Это была Москва, Москва делала вид, что в ней каждую минуту что-то происходит, поощряла принимать участие в происходящем, быть кем-то, но напоминала, что это ты в ней кто-то, в ее жизни участвуешь. Ахматова называла ее «Москва-матушка» – с отзвуком когдатошнего петербургского высокомерия, не только, впрочем, не посягавшего на теперешнее положение вещей, но придававшего этому положению еще основательности чуть подобострастным напоминанием о себе. Хотя ленинградцы при всякой возможности подчеркивали свою несуетность, аристократизм и то, что живут «торжественно и трудно», они жили обыкновенно, разве что угрюмей и бездеятельней, чем в столице. «Чего вы хотите от этого города? – говорила Ахматова, когда сердилась на Ленинград. – Он кончился, когда перестал быть резиденцией правительства; теперь, как известно, это крупный населенный пункт». (Так, в частности, назывался Ленинград в военных сводках Информбюро.) Однако что-то отделяло ленинградцев в Москве от других и объединяло их – чуждых идее землячества, но ощущавших как бы принадлежность к недавно распущенному ордену не ордену, клубу не клубу, туманный устав и поименная иерархия которого продолжают передаваться через флюиды климата, зданий, лиц. Ленинградцы, видевшиеся с Ахматовой в Ленинграде, виделись с ней в Москве на этом дополнительном основании – ведь субординационная лестница, которая отделяла юного послушника от магистра, также и связывала их.
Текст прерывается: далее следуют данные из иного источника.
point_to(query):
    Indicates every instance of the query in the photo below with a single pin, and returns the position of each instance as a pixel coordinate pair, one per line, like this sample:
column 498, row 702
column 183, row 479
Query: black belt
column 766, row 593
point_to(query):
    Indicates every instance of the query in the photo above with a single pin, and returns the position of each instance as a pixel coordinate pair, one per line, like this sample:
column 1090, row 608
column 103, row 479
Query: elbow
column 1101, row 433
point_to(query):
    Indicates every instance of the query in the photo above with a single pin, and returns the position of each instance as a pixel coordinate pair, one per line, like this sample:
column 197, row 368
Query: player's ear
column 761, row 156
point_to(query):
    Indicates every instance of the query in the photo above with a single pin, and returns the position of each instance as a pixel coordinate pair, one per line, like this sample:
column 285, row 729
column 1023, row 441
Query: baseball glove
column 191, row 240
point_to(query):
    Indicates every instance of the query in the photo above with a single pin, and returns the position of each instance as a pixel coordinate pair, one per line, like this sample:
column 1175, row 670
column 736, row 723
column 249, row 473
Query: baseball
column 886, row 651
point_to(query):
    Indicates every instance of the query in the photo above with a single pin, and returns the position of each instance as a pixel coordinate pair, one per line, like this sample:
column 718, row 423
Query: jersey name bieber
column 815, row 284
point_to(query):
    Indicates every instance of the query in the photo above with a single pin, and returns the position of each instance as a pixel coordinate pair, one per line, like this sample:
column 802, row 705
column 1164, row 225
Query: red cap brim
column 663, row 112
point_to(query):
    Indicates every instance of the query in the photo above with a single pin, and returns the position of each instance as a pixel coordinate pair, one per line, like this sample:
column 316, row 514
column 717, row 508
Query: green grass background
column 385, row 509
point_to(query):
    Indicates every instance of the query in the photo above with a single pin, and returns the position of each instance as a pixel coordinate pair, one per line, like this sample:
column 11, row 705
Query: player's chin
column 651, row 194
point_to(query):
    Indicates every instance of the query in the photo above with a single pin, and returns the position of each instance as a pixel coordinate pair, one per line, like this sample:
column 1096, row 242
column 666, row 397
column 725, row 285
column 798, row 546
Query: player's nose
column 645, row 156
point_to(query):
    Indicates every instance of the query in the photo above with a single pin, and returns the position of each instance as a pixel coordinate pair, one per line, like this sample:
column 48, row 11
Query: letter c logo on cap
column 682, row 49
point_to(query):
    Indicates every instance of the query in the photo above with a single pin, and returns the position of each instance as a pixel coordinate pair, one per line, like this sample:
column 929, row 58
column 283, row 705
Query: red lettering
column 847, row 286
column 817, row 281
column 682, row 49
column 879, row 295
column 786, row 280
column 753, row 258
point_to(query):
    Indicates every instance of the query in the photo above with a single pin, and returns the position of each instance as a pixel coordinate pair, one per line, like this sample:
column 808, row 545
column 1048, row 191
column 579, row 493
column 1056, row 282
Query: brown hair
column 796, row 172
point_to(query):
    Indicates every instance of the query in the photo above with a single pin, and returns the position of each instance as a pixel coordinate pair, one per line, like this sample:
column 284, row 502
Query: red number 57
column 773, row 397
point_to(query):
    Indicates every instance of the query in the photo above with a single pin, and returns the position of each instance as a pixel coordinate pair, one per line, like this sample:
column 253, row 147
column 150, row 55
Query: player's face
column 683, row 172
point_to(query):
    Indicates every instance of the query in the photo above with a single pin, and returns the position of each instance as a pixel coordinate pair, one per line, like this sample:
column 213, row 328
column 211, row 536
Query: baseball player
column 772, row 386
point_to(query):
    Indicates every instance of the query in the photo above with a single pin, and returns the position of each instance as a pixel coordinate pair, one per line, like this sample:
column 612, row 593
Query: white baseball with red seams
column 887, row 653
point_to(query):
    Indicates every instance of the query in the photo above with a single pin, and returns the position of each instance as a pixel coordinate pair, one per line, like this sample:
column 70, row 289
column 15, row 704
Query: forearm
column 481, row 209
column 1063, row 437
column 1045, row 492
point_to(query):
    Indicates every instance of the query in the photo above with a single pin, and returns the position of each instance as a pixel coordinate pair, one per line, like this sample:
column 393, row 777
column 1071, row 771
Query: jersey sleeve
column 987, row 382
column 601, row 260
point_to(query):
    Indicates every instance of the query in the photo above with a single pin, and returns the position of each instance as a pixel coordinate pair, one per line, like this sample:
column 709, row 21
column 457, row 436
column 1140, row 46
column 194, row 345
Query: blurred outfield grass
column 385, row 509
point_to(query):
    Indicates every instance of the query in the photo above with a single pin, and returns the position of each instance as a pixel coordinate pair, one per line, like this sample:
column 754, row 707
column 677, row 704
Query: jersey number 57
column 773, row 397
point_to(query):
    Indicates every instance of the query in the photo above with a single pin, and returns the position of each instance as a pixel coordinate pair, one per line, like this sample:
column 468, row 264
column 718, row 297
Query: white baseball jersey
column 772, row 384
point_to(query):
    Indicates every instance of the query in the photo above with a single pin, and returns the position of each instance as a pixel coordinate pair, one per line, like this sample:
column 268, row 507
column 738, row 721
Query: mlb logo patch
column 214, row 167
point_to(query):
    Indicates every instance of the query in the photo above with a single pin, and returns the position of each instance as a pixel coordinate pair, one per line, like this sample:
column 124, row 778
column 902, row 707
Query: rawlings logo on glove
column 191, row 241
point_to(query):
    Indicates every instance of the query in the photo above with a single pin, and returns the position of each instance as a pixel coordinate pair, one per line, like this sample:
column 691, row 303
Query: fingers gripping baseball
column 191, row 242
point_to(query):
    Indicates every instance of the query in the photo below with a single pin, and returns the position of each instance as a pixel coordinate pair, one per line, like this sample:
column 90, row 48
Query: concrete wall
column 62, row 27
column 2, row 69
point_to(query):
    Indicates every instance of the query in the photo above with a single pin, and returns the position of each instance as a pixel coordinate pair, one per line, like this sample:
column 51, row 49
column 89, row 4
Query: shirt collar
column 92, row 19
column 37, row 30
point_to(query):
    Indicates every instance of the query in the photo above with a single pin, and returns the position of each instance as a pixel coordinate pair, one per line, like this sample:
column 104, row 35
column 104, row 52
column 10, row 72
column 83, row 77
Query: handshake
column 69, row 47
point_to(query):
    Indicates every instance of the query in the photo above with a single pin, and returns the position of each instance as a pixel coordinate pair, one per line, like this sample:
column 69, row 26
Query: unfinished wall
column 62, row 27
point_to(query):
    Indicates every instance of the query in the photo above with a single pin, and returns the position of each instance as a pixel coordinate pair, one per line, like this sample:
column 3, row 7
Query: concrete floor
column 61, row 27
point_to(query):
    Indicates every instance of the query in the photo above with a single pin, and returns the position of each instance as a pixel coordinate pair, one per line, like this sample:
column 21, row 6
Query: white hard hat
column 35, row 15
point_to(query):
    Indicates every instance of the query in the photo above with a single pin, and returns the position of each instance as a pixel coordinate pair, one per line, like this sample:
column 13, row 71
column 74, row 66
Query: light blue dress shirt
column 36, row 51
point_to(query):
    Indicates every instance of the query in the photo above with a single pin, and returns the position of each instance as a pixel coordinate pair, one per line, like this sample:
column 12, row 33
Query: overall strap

Среди заметок по поводу «Египетских ночей» Ахматова сделала такую запись: «Ведь мальчишки, альбомы, вопросы о новых произведениях – это и есть слава. (Это и больше ничего. Примечание для себя.)» Альбомы вышли из моды, вопросы ставились в юбилейные дни корреспондентами газет, а не как Чарскому – «первым встречным», и без «мальчишек» запись выглядела бы банальным примечанием к Пушкину. «Мальчишки» же, не в пушкинском употреблении этого слова: ребенок, декламирующий стихи, – а в ахматовском: молодежь, которая всегда ведает стихами, – придают ей характер дневниковый. Мальчишками она могла назвать за глаза, снисходительно-благодушным тоном старой дамы, семнадцатилетнего студента, прорвавшегося к ее больничной койке с вопросом, кто выше поэт, Мандельштам или Цветаева; и двадцатипятилетнего «главу семьи», зарабатывающего на хлеб, вино и китайский плащ «Дружба» более или менее тягостным времяпрепровождением в чертежном бюро или геологической экспедиции. К последним относились и мы четверо: Дмитрий Бобышев, Евгений Рейн, Иосиф Бродский, я.
Бобышев и Рейн в 53-м году, то есть через несколько месяцев после смерти Сталина, не зная до того друг друга, поступили в Ленинградский технологический институт и оказались на одном факультете. Оба всерьез писали стихи, ощущали и сознавали себя поэтами, каждый день жизни рассматривали как день поэтической судьбы и будущее русской поэзии – как от них зависящее, ими определяемое. Тогда же в тот же институт поступил я, но сошелся с ними только через год. Еще года через три, когда мы уже прочно дружили и в представлении посторонних, а поэтому – вынужденно – и в своем собственном составляли литературную группу, к нам присоединился Бродский, он был немного моложе нас. Как все в молодости, мы читали друг другу стихи, встречаясь на переменах и когда пропускали лекции. В весенний солнечный вечер, когда я и Бобышев впервые заговорили друг с другом, мы прошли пешком по Загородному, Владимирскому, Литейному, через Неву, по Лесному, до моего дома недалеко от Ланской, беспрерывно читая стихи, и еще час топтались у ворот, дочитывая «Февраль» Багрицкого и на выбор из «Орды» и «Браги» Тихонова. В другой раз Бродский, узнав у моих домашних по телефону, что я стою в очереди за билетом в железнодорожных кассах, помещавшихся тогда в здании Думы, приехал туда и прокричал-пропел «Большую элегию Джону Донну», только что написанную: публика была в шоке.